In his remarks earlier this morning, comrade Sitaram warned of the dangers presented by the creation of Chinese capitalists and their admission into the Communist Party of China (CPC). Similar points were made by others in the course of yesterday’s proceedings. But we have paid no attention to one of the issues I raised yesterday, namely trade unionism in China.
British and western European delegations from communist and workers’ parties have been to China and visited the chemical plants and the car factories. What we have witnessed is the formation of a vast industrial proletariat in that country.
Yet, if we consider the composition of the CPC, we see that manual and industrial workers comprise only 9 per cent of the party’s membership. Professional and technical workers comprise an additional 23 per cent, but these are among the best paid workers and they include adult students.
While the social composition of CPC membership broadly reflects that of Chinese society more widely, we might expect the industrial working class to be ‘over-represented’ in the ranks of the country’s communist party. In a socialist society, they will ultimately decide the future course of development. Indeed, they will determine whether the socialist system continues to exist at all.
Here we must bear in mind the experience of the socialist systems in the former Soviet Union and eastern Europe. As communists, we once considered that progress there was inevitable, whatever the ups and downs at any given time. Instead, we saw how workers can come to feel that that this is not their system. They can become alienated from it.
Here, we have to remember the distinction between class consciousness and revolutionary political consciousness. The former will develop when workers are collected together in large workplaces. That will happen  and no doubt is happening today  in China.
However, as Marxist-Leninists, we also understand that the development of revolutionary political consciousness is something different and additional. What are the roles, respectively, of the trade unions and the CPC in this process? How can the development of revolutionary political consciousness be ensured?

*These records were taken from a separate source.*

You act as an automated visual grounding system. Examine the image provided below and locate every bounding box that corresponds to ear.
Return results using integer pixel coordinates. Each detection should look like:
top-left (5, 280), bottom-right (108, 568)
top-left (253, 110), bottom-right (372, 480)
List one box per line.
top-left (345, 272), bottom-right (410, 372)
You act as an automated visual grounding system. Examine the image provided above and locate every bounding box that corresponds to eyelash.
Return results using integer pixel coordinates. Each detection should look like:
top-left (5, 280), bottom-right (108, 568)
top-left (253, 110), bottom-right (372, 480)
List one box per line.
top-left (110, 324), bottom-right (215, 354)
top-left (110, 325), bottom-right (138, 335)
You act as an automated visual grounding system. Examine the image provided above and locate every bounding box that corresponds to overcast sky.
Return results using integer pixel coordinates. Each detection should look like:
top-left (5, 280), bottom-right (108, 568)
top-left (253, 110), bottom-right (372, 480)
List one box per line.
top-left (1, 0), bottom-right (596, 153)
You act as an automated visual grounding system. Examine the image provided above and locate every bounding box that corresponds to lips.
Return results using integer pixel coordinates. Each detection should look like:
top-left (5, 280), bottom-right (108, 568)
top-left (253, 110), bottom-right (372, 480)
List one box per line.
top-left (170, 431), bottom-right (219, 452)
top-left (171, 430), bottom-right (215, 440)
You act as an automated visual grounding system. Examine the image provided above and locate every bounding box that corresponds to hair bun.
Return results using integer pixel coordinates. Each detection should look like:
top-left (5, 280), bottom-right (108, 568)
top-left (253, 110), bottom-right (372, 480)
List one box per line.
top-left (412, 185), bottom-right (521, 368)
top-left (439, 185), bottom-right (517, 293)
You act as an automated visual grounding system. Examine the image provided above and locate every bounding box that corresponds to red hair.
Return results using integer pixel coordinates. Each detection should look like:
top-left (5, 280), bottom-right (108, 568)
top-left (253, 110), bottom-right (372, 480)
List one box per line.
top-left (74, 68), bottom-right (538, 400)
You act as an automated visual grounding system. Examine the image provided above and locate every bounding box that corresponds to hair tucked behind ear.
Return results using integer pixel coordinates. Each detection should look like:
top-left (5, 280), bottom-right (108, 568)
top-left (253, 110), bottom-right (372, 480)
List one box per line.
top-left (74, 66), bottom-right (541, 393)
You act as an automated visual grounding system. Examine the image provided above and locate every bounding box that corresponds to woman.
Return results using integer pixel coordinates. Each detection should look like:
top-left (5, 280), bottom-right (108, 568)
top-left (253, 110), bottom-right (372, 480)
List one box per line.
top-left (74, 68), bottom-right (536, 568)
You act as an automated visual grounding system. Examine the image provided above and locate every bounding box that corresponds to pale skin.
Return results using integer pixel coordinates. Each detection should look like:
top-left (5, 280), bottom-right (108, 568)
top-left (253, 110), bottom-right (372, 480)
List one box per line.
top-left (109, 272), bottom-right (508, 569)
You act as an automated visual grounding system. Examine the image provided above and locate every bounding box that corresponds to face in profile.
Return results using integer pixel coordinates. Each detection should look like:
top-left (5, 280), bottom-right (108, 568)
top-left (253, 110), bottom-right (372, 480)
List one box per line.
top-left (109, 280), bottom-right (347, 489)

In response to comrade Samir, it is important to clarify our analytical concepts. Measures that can be described as ‘state capitalist’ are not the same in a capitalist society as they are in a society that is in transition to socialism or under socialism itself: state capitalist policies will be different in terms of what they actually are, how they are operated with what objectives.
It is also important to be clear about the distinction between a transition period and the period in which society has arrived at the stage of socialism  the lower stage of communism  where the means of production, distribution and exchange are largely public property, through one form or another of social ownership, where the capitalists have mostly been dispossessed, and where society is governed according to the principle of ‘from each according to their means, to each according to their contribution’.
I would argue that the transitional phase existed in the Soviet Union  with zig-zags, advances and strategic or tactical retreats  from 1917 until the first Five Year Plan. I would argue that China, too, went through that transition from 1949 to the point where public ownership, centralised planning and the governing principle of distribution began to predominate.
The danger is  as we saw in the last quarter of the 20th century  that social development can be reversed. The negation of the negation does not always result in a higher level of development, but can take society back to a lower level. The danger may be that China slips back from the stage of building socialism to the transitional phase before public ownership and the governing principle of distribution predominated.